Much of the rest of the CCLA's case rested on section 12 of the Charter, ensuring freedom from cruel and unusual punishment. On this front, Mr. Marrocco concurred with many of the CCLA submissions. Based on extensive expert testimony in the case, he wrote that "placing an inmate in administrative segregation imposes a psychological stress, quite capable of producing serious permanent observable negative mental health effects."
He further agreed that "the harmful effects of sensory deprivation caused by solitary confinement could occur as early as 48 hours after segregation."
But these harms do not meet the threshold of "cruel and unusual punishment," he found, largely because CSC staff closely monitor inmates for potential harms.
Mr. Rosenberg, the CCLA lawyer, said the admission of harm is still crucial.
"This is an important step towards addressing a system that has harmed vulnerable people for far too long," he said. "The court has recognized that decisions about solitary confinement are too dangerous to be left in the hands of jailers."
Justice Marrocco also sided with the CCLA in ruling that Canada does use solitary confinement as defined by the United Nations – isolation for "22 hours or more a day without meaningful human contact." Federal lawyers had debated the point, saying that Canadian prisons don't technically employ solitary confinement because a recent rule change allows inmates in segregation two hours a day outside of their cell plus a shower.
The Canadian Civil Liberties Association CCLA launched the constitutional application shortly after the British Columbia Civil Liberties Association (BCLA) and the John Howard Society of Canada filed a similar but unrelated lawsuit in Vancouver.
Together, the two cases have exposed the internal workings of a prison policy called administrative segregation to the public.
Administrative segregation is roughly analogous to solitary confinement, the controversial practice of isolating inmates in bathroom-sized cells for up to 23 hours a day with little meaningful human contact.

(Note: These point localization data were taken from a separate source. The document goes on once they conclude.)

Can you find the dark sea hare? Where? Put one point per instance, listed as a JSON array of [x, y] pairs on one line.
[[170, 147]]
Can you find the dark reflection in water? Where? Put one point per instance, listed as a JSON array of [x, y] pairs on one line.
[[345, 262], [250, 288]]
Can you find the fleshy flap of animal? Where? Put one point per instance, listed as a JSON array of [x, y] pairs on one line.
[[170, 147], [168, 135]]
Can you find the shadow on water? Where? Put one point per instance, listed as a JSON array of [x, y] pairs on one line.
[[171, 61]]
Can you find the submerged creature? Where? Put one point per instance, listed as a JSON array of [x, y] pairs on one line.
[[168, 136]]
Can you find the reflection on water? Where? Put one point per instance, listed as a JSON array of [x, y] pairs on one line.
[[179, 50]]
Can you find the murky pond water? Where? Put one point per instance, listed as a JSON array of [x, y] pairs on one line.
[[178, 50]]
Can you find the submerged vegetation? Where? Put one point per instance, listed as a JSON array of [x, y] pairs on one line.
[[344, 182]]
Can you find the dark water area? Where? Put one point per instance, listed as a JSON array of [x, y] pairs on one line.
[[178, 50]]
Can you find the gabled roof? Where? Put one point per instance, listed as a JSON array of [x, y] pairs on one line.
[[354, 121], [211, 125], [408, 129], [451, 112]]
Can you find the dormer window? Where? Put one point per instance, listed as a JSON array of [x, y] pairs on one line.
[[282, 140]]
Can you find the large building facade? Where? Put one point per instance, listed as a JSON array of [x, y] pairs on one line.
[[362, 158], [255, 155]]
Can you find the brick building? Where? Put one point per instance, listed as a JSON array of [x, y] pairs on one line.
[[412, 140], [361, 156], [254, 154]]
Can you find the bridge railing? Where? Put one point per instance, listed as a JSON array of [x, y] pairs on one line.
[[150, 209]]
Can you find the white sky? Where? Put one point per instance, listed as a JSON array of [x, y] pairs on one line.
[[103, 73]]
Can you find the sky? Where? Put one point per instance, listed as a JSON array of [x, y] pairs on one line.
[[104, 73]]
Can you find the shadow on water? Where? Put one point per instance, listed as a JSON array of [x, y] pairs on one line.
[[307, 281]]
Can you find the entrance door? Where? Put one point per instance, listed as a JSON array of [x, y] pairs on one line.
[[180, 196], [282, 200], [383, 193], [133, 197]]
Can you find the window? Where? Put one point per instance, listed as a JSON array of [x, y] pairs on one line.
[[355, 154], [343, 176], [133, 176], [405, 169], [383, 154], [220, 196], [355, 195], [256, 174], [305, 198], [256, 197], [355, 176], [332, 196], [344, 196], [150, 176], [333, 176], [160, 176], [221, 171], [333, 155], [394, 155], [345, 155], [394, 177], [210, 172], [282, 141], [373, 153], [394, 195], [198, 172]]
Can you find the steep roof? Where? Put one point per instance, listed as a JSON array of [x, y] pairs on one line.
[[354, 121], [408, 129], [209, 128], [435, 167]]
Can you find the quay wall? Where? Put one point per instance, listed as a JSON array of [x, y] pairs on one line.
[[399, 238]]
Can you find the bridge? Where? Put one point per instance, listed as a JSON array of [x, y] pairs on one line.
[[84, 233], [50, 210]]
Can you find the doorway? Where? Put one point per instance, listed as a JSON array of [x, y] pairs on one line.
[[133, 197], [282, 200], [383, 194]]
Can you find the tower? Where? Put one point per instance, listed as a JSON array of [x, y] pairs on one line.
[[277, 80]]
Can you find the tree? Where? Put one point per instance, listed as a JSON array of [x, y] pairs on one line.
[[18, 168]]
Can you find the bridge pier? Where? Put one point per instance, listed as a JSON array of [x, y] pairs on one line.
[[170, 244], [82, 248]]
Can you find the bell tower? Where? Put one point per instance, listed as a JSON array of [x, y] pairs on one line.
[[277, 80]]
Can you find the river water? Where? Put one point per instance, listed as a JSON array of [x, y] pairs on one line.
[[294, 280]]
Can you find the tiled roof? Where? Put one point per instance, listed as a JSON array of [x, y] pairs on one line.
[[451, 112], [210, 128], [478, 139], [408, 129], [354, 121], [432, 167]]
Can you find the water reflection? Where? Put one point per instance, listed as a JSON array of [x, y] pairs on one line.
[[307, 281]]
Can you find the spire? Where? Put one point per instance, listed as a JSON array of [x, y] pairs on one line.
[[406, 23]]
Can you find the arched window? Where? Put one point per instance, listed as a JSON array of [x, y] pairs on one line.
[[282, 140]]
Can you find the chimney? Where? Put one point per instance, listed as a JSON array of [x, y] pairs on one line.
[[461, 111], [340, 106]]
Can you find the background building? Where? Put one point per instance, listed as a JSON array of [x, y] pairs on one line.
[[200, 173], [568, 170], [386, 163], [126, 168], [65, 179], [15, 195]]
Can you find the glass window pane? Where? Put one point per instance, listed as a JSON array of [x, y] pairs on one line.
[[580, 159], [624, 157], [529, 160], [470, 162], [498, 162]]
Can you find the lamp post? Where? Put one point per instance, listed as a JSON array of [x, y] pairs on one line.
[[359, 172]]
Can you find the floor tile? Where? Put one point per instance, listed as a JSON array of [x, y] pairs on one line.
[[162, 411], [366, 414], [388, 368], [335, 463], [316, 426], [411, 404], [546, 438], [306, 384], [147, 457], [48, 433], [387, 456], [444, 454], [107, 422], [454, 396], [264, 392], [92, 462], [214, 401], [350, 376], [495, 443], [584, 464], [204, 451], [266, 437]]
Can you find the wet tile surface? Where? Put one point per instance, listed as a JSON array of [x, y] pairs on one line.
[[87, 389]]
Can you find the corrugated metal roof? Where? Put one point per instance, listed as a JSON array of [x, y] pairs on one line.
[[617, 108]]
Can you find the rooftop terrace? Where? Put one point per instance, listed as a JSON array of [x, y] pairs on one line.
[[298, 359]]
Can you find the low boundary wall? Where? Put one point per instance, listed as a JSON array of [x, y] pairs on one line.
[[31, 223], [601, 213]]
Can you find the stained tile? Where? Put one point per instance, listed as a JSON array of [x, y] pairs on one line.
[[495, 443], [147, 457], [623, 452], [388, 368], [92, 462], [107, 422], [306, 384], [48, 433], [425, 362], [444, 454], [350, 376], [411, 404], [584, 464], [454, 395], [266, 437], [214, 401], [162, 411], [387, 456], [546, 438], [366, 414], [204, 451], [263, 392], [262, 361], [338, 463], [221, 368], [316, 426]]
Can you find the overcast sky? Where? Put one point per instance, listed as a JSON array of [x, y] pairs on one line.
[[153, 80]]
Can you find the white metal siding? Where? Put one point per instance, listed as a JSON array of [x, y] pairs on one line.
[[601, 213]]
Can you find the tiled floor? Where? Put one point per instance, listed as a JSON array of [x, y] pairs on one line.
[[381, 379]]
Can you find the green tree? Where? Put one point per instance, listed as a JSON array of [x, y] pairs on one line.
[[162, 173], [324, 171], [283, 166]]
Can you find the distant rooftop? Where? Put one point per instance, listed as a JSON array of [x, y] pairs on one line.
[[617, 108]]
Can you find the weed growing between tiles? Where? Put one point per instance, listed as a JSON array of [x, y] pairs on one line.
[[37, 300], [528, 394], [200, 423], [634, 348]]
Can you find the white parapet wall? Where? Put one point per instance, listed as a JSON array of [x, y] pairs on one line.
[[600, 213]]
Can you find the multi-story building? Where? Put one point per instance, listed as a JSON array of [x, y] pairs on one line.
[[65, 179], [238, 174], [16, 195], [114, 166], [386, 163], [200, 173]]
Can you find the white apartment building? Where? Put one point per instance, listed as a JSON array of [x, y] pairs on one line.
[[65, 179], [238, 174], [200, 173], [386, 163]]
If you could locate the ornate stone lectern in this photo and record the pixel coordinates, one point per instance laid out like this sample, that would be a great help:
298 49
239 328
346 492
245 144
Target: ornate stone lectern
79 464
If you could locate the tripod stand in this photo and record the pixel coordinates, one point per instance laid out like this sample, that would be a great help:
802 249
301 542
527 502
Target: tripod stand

In June, the Liberal government introduced a bill proposing changes to the country's solitary-confinement regime. Government lawyers tried to derail both the CCLA and BCLA cases, saying the legislation would address key concerns raised in the lawsuits. Judges in both provinces tossed out those arguments, however, ruling that key issues in the lawsuits remained despite the proposed legislation.
A ruling in the B.C. case is expected within the next three months.